Narcissa Elizabeth "Bess" Harrison Yager (August 5, 1875 – September 8, 1945) was an American clubwoman, arts patron, and suffragist, active in the General Federation of Women's Clubs and the Daughters of the American Revolution. She was president of the American Opera Society of Chicago and the Illinois Federation of Music Clubs.

==Early life==
Yager was born in Pittsburgh, Pennsylvania, the daughter of Williamson Riddle Harrison and Anna Eliza Griffin Harrison. She was raised in Canton, Ohio, where she studied with Anna Meller Sheib. She also studied in Chicago with Samuel Kayser.
==Career==
Yager was a church soloist, and represented Oak Park, Illinois, at the national conference of the Daughters of the American Revolution in 1908. Also in 1908, she was a soloist at a performance of Handel's Messiah in Ohio. She was active in the cause of women's suffrage; she sang at the 1912 banquet of the Chicago Political Equality League, and she was a delegate to the NAWSA national convention in 1917.

Much of Yager's clubwork was focused on music. She was second vice-president of the Chicago Woman's Music Club when it was founded in 1914, and president of the Illinois Federation of Music Clubs, and she was active in the General Federation of Music Clubs. She chaired the federation's national contest for young artists in 1917 and 1921. During World War I, she directed the federation's community singing events.
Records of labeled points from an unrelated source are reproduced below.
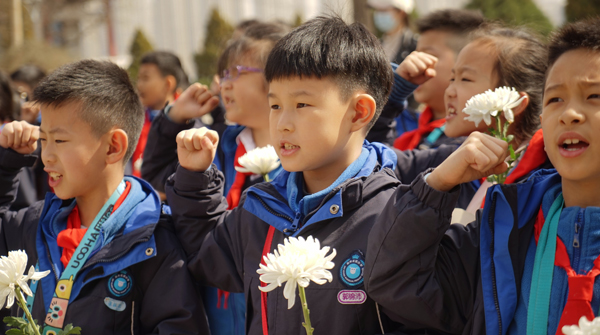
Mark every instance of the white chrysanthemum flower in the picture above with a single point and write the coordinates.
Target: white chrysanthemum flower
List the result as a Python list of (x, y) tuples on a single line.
[(484, 106), (259, 161), (12, 270), (296, 262), (585, 327)]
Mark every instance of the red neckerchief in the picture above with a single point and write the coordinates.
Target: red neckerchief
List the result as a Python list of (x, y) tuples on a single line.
[(235, 192), (69, 238), (533, 157), (581, 287), (411, 139), (138, 153)]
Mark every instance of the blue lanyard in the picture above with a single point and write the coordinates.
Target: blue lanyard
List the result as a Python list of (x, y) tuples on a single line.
[(55, 318)]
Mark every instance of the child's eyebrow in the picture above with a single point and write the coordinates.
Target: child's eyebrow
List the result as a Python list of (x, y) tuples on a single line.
[(590, 83), (299, 93), (57, 130)]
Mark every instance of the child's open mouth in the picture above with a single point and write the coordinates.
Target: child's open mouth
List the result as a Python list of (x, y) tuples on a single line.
[(288, 149), (54, 179), (450, 112), (572, 147)]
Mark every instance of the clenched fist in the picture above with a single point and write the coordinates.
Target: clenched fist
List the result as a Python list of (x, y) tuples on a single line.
[(479, 156), (196, 148), (20, 136), (194, 102), (418, 67)]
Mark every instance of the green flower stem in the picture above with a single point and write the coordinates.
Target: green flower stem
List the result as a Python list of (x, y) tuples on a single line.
[(306, 323), (23, 305)]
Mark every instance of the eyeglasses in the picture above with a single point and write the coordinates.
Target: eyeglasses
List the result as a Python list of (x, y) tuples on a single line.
[(234, 72)]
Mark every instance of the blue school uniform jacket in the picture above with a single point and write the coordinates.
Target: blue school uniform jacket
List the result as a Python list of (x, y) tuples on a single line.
[(226, 246), (472, 279), (135, 280)]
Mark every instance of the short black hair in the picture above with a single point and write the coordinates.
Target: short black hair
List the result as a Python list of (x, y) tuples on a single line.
[(458, 22), (105, 93), (583, 34), (327, 47), (256, 41), (168, 64), (7, 102), (521, 63), (28, 74)]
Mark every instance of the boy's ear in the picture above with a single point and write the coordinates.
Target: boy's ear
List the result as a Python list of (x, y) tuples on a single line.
[(117, 146), (171, 83), (364, 110), (520, 108)]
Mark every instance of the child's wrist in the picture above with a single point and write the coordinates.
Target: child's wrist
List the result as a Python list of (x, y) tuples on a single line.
[(437, 183)]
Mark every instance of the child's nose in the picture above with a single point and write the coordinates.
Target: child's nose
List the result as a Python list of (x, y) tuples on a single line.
[(571, 115), (450, 91), (284, 122), (226, 84)]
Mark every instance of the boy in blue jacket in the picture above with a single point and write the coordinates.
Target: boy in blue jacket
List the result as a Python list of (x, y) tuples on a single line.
[(328, 82), (116, 267), (529, 263)]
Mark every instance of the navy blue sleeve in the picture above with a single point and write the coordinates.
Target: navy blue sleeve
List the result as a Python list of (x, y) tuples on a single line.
[(423, 271), (14, 225), (208, 232), (401, 89), (160, 154)]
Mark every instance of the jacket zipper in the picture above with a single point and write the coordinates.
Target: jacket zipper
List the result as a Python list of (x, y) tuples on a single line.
[(576, 244), (494, 285), (114, 258), (270, 210), (50, 260)]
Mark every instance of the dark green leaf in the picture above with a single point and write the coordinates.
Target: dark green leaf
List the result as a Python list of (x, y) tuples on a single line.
[(69, 329), (13, 321)]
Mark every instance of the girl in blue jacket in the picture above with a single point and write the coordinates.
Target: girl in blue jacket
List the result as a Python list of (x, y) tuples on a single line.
[(529, 263)]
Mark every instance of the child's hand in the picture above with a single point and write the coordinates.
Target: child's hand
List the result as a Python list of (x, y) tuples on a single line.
[(20, 136), (196, 148), (194, 102), (418, 67), (479, 156)]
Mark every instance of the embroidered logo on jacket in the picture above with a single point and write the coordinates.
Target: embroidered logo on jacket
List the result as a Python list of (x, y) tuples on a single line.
[(352, 270), (352, 297), (120, 284)]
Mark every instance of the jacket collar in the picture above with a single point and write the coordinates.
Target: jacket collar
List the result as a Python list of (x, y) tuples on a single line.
[(125, 240), (501, 238), (269, 201)]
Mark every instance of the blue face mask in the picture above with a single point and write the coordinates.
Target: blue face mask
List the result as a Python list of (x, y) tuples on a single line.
[(384, 21)]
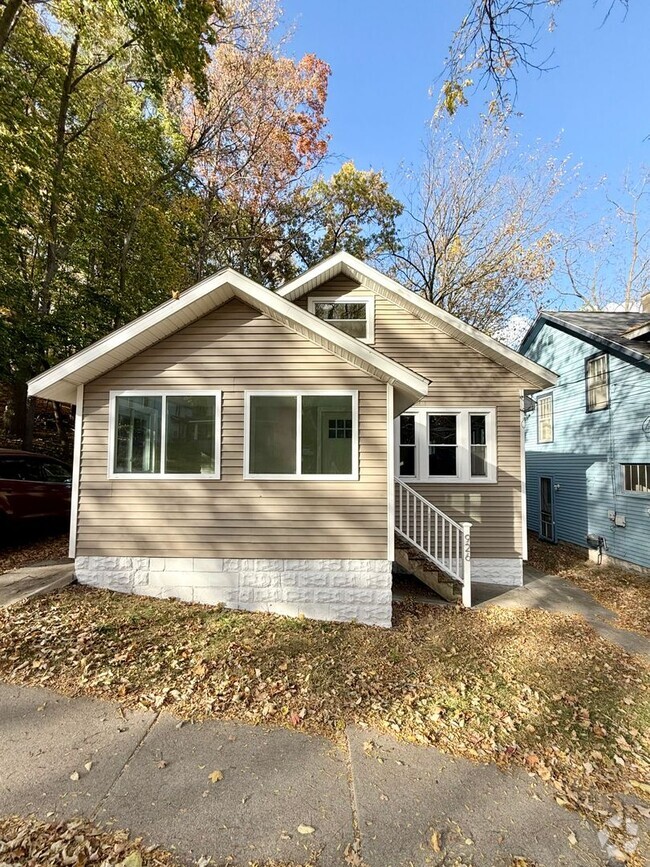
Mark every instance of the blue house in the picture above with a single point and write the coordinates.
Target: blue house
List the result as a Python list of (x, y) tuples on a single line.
[(588, 437)]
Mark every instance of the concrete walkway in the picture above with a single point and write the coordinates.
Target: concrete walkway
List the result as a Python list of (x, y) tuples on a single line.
[(557, 594), (373, 802), (35, 580)]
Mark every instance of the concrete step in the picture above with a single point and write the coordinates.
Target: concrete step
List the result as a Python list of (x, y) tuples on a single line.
[(425, 570)]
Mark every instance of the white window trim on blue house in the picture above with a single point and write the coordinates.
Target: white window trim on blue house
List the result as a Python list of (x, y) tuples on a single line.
[(551, 417)]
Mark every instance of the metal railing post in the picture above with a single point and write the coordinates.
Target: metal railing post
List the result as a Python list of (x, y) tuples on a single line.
[(467, 566)]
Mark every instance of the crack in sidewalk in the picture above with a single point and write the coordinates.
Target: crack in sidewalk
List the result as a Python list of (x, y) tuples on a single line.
[(127, 761), (353, 854)]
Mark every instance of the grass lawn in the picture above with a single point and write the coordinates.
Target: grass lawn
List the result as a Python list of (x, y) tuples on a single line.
[(529, 687), (625, 592)]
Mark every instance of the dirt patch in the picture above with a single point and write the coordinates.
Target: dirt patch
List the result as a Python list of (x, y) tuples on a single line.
[(32, 546), (623, 591)]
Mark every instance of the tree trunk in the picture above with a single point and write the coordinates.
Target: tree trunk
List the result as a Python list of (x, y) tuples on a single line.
[(8, 20), (17, 416), (58, 421), (60, 147), (28, 438)]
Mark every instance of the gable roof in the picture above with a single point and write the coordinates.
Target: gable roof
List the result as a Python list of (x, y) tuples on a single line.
[(61, 382), (618, 333), (350, 266)]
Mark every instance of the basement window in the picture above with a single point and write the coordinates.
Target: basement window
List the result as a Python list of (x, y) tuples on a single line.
[(636, 478)]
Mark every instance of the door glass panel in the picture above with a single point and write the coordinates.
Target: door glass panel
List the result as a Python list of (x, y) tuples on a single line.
[(546, 508), (138, 424), (273, 434), (326, 445), (190, 434)]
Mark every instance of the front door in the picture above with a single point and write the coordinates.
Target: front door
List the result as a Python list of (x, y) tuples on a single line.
[(546, 518)]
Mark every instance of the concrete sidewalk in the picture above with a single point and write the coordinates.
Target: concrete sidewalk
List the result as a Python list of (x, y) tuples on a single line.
[(557, 594), (374, 799), (35, 580)]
Yager was a founder and president of the American Opera Society of Chicago in the 1920s, working with Marion Mitchell Ochsner, Edith Rockefeller McCormick, and other clubwomen to promote English-language opera productions. She was in charge of music at the Chicago World's Fair in 1933.

Yager sold her quilt collection to Andrew and Mary Dole in 1938.

==Personal life==
Harrison married insurance executive Louis Eugene Yager in 1897. They had three daughters. Her husband died in 1936, and she died in 1945, at the age of 70, in Oak Park. Her Queen Anne-style home is now known as the Purcell-Yager House, and is a designated historic landmark in Oak Park.